Attorneys defending the state against a class-action school-funding lawsuit believe the coalition suing the state should be removed as a plaintiff, effectively diminishing the significance of the case.
“The case would be completely different because it wouldn’t be a class action,” Joseph Rubin, associate attorney general, told a Hartford Superior Court judge Tuesday. Without the Connecticut Coalition for Justice in Education Funding as the plaintiff, “It’s a completely different case and a far, far smaller case.”
The coalition is made up of mayors, parents, education associations and teachers’ unions.
The Connecticut Supreme Court five years ago ruled that children in the state have the right to “suitable educational opportunities” and sent the case to a lower court to decide whether such an education is being provided.
At issue now are emails dating back 10 years. The executive director of the coalition had instructed people to delete their correspondence to avoid its being used during the trial. The attorneys for the state say that behavior — which they believe was pervasive — should make the coalition ineligible to sue the state.
Judge Kevin Dubay seemed to need some convincing Tuesday about the value of any potential deleted emails.
“Did any of those 200 [emails] have anything to do whatsoever with the mertis of the case? The ones I have seen were more of the gosippy nature, about relationships between plaintiffs,” Dubay told the attorneys in the case during a status conference.
The attorneys suing the state said they have hired two companies to recover deleted emails from the four current members of the coalition’s executive board. But the attorney general’s office wants to sift through the emails of anyone who has ever been a member of the coalition, including Gov.

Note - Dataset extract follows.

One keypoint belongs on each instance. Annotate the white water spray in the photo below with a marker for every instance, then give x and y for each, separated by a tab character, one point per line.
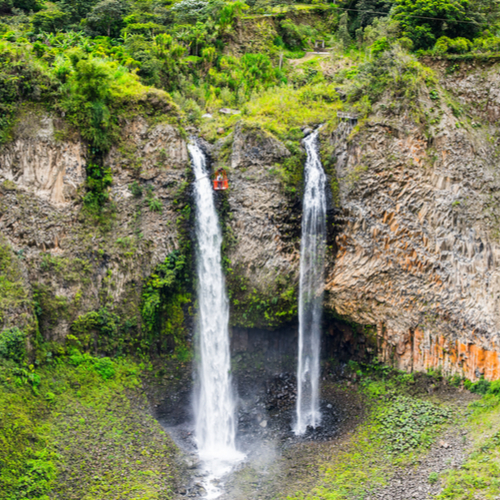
215	407
312	257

Dannel P. Malloy, who was a founding member when he was the mayor of Stamford.
“They are not proposing to do an adequate investigation to try and recover [emails] “That is the core of our disagreement,” Rubin told the court.
“That list includes all kinds of boldface names,” said David Rosen, the attorney for the coalition, noting that such an exploration could put off a trial for years.
The judge, who is expecting an update in June on the effort to recover deleted emails from the four current executive board members, set Sept. 15 as a tentative trial date.
“When you people are ready to try this case, I will be ready,” said Dubay.